If you win by following the majority the first time, then disregard the advisor in the minority and you'll have (100 + x) after the first bet. In the next bet if the remaining two agree, then you should bet everything because one of them must always tell the truth. But if the remaining two disagree, you'll find out who is telling the truth by betting nothing. On the last bet, you follow the truth teller and end up with at least 2 * (100 + x).

Setting 4 * (100 - x) = 2 * (100 + x), we conclude that 6x = 200 or x = 33 1/3.

Plugging that into either equation corresponds to handling both cases when the vote is two against one. Thus, in either case, we end up with 2 2/3 of what we start with -- a total of $233.33.

**2.** In this case, unfortunately, you cannot guarantee anything. The reason is that your "advisors" can arrange it so that you never have a reason to choose one outcome over the other. Call the advisors A, B, C and D, and imagine this set of results.

*Bet 1:* AB advise 0; CD advise 1.

*Outcome:* 1, so A and B have each lied once.

*Bet 2:* AC advise 0: BD advise 1.

*Outcome:* 1, which means A has lied twice and so is a definite liar.

B and C have each lied once.

D has not yet lied.

*Bet 3:* BD advise 0; AC advise 1.

*Outcome:* 1. So, B is a definite liar. C and D have each lied once.

*Bet 4:* DC advise 0 and BD advise 1.

Notice that, in bet 2, if you had bet on 1 but the outcome had been 0 (because the advisors had changed the written result), then B would be out, A and C would have lied once and C would have never lied. This result is symmetric to what happened with just a rearrangement of labels. So, you would have learned no more if the outcome had been 0. Similarly, in the third bet, if the outcome were 0, then D and B would both be possible partial truth tellers in bet 4. Thus, no series of outcomes ever teaches you whom to trust. The advisors can arrange it so that every bet you make is a loser.

**3.** Even with five bets, the advisors can keep you from winning much. Their strategy starts similarly to their strategy when you had only four bets.

*Bet 1:* AB advise 0; CD advise 1.

*Outcome:* 1, so A and B have each lied once.

*Bet 2:* AC advise 0: BD advise 1.

*Outcome:* 1, so A has lied twice so is a definite liar.

B and C have each lied once.

D has not yet lied.

*Bet 3:* BC advise 0; AD advise 1.

Now, we must do a case analysis.

Case 1: Suppose you bet nothing on bet 3. Suppose the outcome is 1. Then we know that D is the partial truth teller because everyone else has lied twice. However, D may still lie once. If D advises 1 in bet 4 and you bet $x on 1, then if x < 50 and D tells the truth in bet 4, you cannot bet anything on bet 5 because D could lie then. If x >= 50, then D could lie in bet 4 and you will never do better than regain your original capital. So, if you bet nothing, you cannot attain $150.

Case 2: Suppose you bet something on 0 in bet 3. Then your situation is as in case 1 only worse.

Case 3: Suppose you bet $x on 1 in bet 3. If x < 12.50, then if the outcome is in fact 1 and you bet $y in bet 4 on the outcome offered by D and x + y < 50, then if you win in bet 4, you cannot bet in bet 5 (because D may lie).
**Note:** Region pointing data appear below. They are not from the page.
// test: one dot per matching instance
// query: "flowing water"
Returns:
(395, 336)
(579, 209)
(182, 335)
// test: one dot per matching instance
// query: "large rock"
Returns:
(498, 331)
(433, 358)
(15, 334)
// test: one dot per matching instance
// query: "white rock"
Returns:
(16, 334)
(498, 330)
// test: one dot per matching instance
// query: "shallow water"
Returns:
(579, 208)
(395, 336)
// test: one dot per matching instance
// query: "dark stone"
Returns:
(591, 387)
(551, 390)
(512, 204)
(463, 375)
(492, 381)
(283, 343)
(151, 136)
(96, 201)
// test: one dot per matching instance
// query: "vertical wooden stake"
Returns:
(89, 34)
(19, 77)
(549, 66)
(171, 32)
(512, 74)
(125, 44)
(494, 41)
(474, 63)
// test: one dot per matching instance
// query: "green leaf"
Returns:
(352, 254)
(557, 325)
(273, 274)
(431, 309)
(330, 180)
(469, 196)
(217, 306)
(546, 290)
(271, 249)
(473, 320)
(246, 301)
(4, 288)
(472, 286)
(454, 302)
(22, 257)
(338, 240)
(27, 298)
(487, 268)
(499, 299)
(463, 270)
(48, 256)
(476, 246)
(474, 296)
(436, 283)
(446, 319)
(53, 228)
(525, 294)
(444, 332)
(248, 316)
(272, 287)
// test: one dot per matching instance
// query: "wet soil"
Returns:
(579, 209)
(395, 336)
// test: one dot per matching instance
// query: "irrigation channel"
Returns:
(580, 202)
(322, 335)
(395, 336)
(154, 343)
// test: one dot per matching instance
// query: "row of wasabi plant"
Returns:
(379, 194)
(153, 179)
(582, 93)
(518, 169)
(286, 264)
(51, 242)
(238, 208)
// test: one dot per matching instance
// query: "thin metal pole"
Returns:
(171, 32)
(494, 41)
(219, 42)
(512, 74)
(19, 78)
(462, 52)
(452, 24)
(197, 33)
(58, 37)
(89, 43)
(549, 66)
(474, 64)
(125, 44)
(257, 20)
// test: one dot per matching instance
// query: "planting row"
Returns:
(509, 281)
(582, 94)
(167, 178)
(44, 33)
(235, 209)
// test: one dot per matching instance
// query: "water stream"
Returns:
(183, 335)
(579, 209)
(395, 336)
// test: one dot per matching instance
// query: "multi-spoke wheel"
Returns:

If x + y > 50, then y > 37.50, so if you lose bet 4, you will have less than $75, so cannot attain $150 in bet 5. Therefore x >= 12.50.
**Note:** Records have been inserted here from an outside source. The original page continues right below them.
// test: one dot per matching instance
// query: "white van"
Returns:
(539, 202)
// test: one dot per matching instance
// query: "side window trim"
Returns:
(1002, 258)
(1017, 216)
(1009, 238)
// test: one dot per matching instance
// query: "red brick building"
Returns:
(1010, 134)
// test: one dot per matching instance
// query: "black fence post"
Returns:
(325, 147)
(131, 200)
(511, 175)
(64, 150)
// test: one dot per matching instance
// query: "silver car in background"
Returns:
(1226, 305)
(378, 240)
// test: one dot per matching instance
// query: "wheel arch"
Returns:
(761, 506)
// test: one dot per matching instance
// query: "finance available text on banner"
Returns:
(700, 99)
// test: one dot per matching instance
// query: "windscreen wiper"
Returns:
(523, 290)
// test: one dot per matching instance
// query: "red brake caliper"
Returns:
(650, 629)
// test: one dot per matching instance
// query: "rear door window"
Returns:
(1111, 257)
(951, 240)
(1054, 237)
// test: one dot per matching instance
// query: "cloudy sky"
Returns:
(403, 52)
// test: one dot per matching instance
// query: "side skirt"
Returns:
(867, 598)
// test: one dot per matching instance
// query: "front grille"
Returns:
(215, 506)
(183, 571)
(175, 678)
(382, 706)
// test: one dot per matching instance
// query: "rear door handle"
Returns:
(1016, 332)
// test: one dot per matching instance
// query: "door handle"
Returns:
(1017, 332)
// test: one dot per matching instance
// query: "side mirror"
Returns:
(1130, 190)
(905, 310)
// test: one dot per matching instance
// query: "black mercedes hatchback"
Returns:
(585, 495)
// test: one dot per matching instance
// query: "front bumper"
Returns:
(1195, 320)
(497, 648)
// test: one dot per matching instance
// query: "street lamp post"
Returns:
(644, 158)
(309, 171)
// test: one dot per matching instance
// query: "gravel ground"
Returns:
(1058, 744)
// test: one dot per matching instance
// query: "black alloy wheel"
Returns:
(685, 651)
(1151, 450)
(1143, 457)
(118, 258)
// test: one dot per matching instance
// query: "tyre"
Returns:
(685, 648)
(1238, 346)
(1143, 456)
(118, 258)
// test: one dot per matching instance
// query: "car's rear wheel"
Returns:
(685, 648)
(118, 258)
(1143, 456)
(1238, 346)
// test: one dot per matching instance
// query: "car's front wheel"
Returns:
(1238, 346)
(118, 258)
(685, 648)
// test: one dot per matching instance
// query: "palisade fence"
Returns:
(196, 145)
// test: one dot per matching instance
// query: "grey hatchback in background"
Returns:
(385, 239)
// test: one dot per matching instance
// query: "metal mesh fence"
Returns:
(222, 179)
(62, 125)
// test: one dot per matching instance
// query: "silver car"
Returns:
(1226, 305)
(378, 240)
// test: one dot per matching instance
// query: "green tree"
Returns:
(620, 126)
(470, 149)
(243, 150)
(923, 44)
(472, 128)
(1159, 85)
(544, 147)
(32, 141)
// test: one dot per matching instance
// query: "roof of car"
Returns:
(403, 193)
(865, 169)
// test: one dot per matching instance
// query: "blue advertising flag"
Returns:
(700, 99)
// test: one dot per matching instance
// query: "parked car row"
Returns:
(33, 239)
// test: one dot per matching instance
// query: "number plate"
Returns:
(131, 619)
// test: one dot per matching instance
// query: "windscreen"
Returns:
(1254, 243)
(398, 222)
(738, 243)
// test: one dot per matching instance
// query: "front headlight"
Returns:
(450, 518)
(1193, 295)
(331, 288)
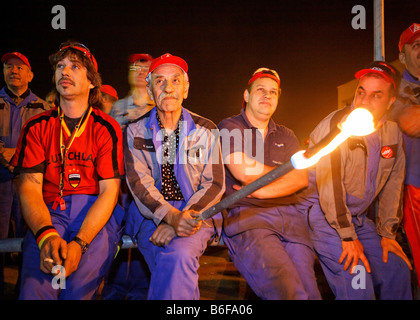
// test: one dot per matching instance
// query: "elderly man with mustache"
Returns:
(174, 171)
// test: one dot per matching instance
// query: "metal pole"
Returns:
(379, 34)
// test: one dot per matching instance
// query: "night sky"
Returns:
(311, 44)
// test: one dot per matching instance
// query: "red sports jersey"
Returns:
(95, 154)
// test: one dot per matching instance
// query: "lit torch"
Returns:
(358, 123)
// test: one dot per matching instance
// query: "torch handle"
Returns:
(247, 190)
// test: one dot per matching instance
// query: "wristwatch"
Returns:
(81, 243)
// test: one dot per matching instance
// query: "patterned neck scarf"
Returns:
(170, 187)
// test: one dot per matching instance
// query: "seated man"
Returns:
(174, 171)
(361, 259)
(266, 236)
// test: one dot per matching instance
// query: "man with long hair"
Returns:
(70, 163)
Now if the outcome is 0. Then you have (100 - x) and you know that B, C and D have all lied once. In bet 4, two of them must advise one outcome and one must advise the other. Let's say you bet $z on the outcome suggested by the majority. Then x + z <= 25, otherwise losing in bets 3 and 4 would leave you less than $75, making it impossible to attain $150 in bet 5. But this reasoning implies z <= $12.50, and therefore if you win in bet 4, you will have at most $100 and D can still lie in bet 5. If you bet with the minority in bet 4, the majority could be telling the truth and then there would remain two advisors who have lied only once.

Therefore, you cannot guarantee to attain $150. In fact, a refinement of this argument shows you cannot even attain $134.